Satanás no tiene lugar en mí, no tiene poder sobre mí, no tiene reclamos pendientes contra mí. ¡Todo ha sido resuelto por la sangre de Jesús!

 

Algunas personas luchan con el miedo, la depresión, la soledad, la lujuria, o la ira. Un consejero nos puede ayudar hasta cierto punto; pero en última instancia, la solución está en nuestras manos: la cruz. Debemos identificar en nosotros esta naturaleza cuando y donde aparece. En el ministerio de liberación, hay dos demonios que funcionan como porteros. Ellos abren la puerta para que entre el próximo demonio. Estos porteros son la lástima y el resentimiento. La lástima es una herramienta tremendamente poderosa de Satanás, y nadie puede permitirse dar rienda suelta al resentimiento. 

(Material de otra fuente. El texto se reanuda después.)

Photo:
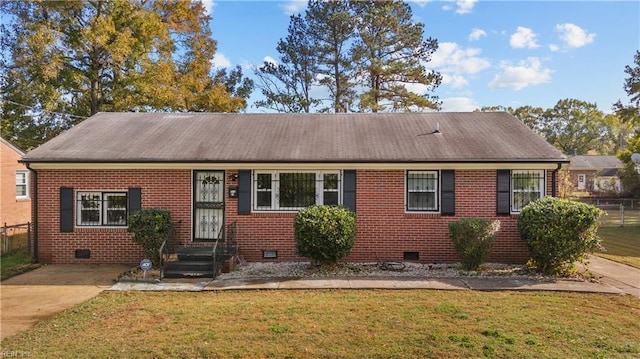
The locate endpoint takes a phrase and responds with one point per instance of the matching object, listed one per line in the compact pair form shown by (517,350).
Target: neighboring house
(405,175)
(15,201)
(595,174)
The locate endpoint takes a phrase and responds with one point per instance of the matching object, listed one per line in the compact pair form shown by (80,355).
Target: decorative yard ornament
(145,265)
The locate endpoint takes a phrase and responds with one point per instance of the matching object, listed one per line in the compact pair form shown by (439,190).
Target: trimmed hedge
(559,232)
(472,239)
(150,227)
(324,234)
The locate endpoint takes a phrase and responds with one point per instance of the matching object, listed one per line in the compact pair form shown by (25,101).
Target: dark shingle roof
(388,137)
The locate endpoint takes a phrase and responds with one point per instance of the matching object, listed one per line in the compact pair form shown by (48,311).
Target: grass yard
(622,244)
(14,263)
(339,324)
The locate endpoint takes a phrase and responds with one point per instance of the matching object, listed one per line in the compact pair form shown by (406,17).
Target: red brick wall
(12,210)
(160,189)
(384,229)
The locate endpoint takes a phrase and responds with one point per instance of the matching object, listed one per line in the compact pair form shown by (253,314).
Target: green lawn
(339,324)
(622,244)
(14,263)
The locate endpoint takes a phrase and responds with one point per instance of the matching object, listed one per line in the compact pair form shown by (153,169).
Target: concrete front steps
(192,262)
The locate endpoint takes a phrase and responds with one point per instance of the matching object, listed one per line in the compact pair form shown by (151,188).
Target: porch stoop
(192,262)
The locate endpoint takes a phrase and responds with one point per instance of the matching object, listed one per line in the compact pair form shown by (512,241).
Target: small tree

En algún momento, tenemos que actuar violentamente. La cruz es totalmente cruel, no hay nada confortable, ni atractivo, o dulce en el madero. Pero damos gracias a Dios porque esta es la salida; es la provisión de Dios.

La mayoría de nosotros tenemos un "pecado que nos acosa", un pecado al que estamos tan acostumbrados que pensamos es parte de nuestra vida. Descubrimos que es difícil odiarlo porque es casi como odiarnos a nosotros mismos. Sorprendentemente, este pecado que me acosa fue el problema de mi padre antes que fuera mío. Los niños heredan mucho de sus padres, y ciertos patrones de conducta son establecidos para nosotros. Veo comportamientos en mí que son reproducciones directas del comportamiento de mi padre.

Necesitamos pedirle al Espíritu Santo que identifique la naturaleza de nuestros problemas. Llámelos por sus nombres (probablemente no serán nombres bonitos), tal vez la lujuria, el orgullo o la mentira. Luego, debemos decir, "En Jesús, ha sido crucificado. Lo pongo en la cruz. No dejaré que me domine. Soy libre de eso mediante la cruz". 

 

Gracias Señor por la sangre de Jesús. Proclamo que, en Jesús, el pecado que acosa mi vida (…nómbrelo aquí) ha sido crucificado. Lo pongo en la cruz. No dejaré que me continúe dominando. Satanás no tiene lugar en mí, no tiene poder sobre mí, no tiene reclamos pendientes contra mí. ¡Todo ha sido resuelto por la sangre de Jesús! Amén.